Dirk Bakker of Colliers attributes the extreme prices to the ban on new hotel construction in most parts of Amsterdam.
Investors believe that the number of visitors to Amsterdam will grow faster than new hotel rooms can be delivered. As a result, room prices will continue to rise, he told the paper.
‘Some 7,000 hotel rooms will be added in Amsterdam up to 2020,’ said Jan Steinebach, hotels director at property consultancy CBRE. ‘But the number of visitors will increase much faster. And because room occupancy rates cannot be higher, room prices will rise very quickly,’ he said.

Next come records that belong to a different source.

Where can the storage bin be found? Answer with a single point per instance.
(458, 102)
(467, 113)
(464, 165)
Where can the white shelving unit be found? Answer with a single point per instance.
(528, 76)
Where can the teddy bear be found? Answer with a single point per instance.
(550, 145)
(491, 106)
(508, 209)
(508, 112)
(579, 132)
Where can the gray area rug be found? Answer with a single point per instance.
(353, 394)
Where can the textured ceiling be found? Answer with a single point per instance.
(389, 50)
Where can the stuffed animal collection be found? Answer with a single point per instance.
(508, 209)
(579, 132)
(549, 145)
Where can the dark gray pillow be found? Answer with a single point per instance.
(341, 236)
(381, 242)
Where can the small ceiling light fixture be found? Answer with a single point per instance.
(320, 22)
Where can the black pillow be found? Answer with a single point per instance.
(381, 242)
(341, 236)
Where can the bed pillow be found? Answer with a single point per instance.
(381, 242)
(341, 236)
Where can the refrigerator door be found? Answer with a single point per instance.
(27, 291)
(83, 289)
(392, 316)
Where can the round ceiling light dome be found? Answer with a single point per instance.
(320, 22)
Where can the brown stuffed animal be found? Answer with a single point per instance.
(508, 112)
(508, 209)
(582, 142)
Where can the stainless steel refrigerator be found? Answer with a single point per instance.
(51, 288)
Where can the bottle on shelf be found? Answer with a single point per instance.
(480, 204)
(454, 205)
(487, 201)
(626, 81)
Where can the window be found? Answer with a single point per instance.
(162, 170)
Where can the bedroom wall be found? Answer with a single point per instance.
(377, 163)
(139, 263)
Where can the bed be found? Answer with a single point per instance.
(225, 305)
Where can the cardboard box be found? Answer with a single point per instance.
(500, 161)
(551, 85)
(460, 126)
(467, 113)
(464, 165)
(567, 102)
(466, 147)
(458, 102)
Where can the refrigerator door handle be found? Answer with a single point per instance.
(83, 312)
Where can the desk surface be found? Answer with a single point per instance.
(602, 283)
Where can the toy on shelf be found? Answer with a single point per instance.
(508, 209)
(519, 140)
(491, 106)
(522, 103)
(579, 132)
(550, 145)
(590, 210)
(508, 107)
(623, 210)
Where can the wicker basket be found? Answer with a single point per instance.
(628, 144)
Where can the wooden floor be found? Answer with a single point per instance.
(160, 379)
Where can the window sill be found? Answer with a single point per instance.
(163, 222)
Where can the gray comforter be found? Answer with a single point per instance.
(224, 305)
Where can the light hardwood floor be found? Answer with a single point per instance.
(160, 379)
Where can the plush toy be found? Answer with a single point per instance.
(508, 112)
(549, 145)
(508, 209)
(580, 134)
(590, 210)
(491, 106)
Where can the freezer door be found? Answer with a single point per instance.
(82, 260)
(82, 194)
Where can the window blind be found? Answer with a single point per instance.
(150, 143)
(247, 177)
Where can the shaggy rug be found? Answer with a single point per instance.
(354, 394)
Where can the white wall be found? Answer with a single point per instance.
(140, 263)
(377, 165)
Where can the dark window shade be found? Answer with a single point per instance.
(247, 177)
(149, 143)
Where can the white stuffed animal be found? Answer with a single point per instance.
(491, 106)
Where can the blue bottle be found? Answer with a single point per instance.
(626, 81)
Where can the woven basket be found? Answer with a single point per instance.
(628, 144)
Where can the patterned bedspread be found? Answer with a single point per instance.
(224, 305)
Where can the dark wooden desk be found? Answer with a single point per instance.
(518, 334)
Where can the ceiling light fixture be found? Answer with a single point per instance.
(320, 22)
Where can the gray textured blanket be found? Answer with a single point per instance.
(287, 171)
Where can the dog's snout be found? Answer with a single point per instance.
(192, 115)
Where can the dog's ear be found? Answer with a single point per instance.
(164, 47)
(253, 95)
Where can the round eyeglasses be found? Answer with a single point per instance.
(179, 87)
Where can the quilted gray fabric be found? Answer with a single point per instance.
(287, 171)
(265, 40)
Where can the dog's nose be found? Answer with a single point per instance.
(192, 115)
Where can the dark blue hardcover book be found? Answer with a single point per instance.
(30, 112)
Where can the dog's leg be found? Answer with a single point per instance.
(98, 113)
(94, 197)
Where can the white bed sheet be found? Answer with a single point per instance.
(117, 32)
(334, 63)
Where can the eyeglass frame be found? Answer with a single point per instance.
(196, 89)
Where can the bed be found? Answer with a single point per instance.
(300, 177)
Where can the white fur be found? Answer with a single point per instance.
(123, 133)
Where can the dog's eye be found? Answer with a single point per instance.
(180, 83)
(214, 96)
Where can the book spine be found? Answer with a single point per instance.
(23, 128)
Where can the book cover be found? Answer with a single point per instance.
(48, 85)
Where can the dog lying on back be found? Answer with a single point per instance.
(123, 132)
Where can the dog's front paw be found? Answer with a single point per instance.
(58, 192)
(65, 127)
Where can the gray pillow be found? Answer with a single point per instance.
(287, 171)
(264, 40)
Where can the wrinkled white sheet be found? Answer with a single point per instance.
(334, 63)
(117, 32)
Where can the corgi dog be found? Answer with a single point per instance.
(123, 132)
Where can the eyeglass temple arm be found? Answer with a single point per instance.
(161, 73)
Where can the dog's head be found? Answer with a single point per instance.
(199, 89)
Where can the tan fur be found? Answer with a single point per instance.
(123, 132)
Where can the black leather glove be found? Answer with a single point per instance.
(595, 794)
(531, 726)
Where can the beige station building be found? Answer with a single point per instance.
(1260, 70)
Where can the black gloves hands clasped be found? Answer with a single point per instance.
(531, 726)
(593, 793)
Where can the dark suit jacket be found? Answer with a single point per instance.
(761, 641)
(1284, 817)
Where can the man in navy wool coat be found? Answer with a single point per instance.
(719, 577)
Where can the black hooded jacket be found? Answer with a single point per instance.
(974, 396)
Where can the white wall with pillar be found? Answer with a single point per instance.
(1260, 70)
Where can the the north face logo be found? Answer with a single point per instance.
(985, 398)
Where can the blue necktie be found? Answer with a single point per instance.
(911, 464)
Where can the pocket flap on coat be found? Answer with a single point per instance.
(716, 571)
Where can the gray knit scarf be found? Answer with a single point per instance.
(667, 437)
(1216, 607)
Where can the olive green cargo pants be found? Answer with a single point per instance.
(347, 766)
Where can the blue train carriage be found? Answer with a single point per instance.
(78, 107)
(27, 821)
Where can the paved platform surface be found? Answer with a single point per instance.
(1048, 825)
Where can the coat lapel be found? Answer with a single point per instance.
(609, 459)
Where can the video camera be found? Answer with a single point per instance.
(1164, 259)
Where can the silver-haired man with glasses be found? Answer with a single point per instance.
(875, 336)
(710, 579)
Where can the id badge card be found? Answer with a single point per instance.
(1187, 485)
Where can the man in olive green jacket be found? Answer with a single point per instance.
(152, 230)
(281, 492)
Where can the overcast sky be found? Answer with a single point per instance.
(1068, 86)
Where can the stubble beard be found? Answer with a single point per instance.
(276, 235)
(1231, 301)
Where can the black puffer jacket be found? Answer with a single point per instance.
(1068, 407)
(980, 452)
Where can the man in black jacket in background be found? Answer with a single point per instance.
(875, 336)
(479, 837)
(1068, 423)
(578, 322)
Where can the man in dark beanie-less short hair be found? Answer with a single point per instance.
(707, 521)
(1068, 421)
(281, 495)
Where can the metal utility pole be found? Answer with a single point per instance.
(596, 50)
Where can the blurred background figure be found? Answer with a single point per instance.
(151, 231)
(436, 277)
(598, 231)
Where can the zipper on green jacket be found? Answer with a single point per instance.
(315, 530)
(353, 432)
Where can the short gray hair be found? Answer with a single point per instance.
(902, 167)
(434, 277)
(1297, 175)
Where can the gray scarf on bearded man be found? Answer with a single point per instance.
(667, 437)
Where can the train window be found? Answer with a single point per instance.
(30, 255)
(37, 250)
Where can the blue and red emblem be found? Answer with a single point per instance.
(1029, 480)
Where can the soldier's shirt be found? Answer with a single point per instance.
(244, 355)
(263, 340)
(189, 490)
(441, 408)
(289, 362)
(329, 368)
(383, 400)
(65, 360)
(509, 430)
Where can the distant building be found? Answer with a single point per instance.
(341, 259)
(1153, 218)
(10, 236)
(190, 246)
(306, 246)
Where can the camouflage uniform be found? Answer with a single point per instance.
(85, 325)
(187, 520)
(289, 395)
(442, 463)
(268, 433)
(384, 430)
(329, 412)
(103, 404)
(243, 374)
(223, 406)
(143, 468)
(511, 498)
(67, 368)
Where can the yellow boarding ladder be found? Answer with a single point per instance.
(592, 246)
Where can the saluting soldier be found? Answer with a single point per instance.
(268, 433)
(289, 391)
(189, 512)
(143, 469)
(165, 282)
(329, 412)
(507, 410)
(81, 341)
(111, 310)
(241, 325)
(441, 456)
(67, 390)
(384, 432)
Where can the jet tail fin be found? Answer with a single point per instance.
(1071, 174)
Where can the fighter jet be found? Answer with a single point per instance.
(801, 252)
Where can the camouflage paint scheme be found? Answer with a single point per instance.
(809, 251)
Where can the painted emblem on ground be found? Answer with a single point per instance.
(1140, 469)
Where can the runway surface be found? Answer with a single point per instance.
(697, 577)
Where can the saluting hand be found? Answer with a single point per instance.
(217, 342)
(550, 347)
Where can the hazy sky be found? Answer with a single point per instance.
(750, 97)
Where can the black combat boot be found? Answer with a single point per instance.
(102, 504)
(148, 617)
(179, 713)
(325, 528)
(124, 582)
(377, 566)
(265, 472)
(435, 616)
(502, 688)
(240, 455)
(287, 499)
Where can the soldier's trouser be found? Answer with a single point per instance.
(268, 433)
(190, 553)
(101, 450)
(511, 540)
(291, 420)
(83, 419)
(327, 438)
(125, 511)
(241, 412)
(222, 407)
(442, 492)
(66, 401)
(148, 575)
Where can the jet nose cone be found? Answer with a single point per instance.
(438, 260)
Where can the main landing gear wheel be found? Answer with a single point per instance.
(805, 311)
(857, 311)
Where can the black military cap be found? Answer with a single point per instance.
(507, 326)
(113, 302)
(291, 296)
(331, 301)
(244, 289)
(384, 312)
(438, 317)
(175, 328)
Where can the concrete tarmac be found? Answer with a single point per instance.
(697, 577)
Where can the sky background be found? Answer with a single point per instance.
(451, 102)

Despite the inroads made by Airbnb and the objections of local residents against the ever-increasing flood of tourists in the Dutch capital, Amsterdam hotels headed for record profits in 2017.
The popularity of Amsterdam among tourists and business people, particularly those headed for international congresses, continues unabated, the Financieele Dagblad reported in November.
The average per-night price of a hotel room has shot up to €140 from €131 as the occupancy rate hovers around 83.7%, the highest level since 2000, the paper said, quoting figures from Colliers.